Molten rock that flows across a planet’s surface is known as lava, and the resulting landforms are called lava flows. These outpourings of liquid rock are a fundamental process of volcanism. The most common type, basaltic lava, produces two primary morphological forms. These two distinct types of lava flows are universally known by their Hawaiian names: Pāhoehoe and ‘A‘ā. These terms describe the appearance of the solidified surface, which reflects the flow’s behavior and conditions during emplacement.
Pāhoehoe: The Smooth, Ropy Flow
Pāhoehoe lava is characterized by a smooth, continuous surface that often appears billowy, undulating, or like coiled rope. This distinctive, glass-like texture forms because the lava has low resistance to flow, allowing a thin, elastic skin to congeal on the surface. As the liquid lava moves beneath this thin crust, the skin is dragged and wrinkled, creating the signature ropy appearance. Pāhoehoe flows typically advance slowly, often as a series of small, bulbous lobes, or “toes.”

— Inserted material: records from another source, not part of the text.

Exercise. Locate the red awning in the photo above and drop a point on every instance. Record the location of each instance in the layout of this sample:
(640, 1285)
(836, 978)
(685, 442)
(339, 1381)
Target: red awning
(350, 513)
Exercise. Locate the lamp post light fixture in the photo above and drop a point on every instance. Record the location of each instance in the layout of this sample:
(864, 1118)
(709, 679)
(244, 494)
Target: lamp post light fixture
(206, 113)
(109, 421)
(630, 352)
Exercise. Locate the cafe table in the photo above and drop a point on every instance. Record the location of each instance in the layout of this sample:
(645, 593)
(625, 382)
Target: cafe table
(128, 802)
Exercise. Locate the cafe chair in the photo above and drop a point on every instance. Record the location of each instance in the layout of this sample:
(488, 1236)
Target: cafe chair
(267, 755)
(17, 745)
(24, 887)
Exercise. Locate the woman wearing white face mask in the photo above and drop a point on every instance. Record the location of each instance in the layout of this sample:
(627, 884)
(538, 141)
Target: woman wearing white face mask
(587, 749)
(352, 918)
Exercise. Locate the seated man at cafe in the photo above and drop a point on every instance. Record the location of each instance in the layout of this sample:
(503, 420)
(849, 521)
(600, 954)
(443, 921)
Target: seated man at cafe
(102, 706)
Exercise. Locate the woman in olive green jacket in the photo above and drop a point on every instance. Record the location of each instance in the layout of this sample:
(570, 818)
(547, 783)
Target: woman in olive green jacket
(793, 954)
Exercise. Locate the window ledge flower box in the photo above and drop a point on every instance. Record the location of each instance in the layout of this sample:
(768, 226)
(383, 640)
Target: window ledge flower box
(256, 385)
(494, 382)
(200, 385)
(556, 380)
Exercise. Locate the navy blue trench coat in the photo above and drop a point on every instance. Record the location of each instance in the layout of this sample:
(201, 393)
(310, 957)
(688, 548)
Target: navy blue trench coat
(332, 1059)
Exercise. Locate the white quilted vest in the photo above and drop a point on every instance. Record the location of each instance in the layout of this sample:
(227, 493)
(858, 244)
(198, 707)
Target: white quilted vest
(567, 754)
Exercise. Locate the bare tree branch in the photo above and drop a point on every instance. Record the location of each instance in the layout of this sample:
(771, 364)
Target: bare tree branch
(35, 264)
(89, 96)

This fluid nature allows the flow to cool and solidify on the exterior while the interior remains incandescent, which leads to the formation of extensive lava tubes. These tubes act as insulated conduits, allowing the molten rock to travel long distances without significant heat loss. The flow field tends to be relatively thin, ranging from less than a meter to a few meters thick.
‘A’ā: The Rough, Jagged Flow
In contrast to the smooth texture of Pāhoehoe, ‘A‘ā lava flows are defined by an extremely rough, fragmented, and jagged surface. The surface is composed of angular, sharp blocks of broken lava called clinker. The movement of ‘A‘ā is typically faster and shallower than Pāhoehoe, advancing as a steep-sloping wall of these fragmented chunks. As the pasty lava core moves downslope, the cooled surface fragments are carried along, tumbling down the leading edge and then being buried by the advancing flow. This process creates layers of rubbly fragments on both the top and bottom of the final flow unit.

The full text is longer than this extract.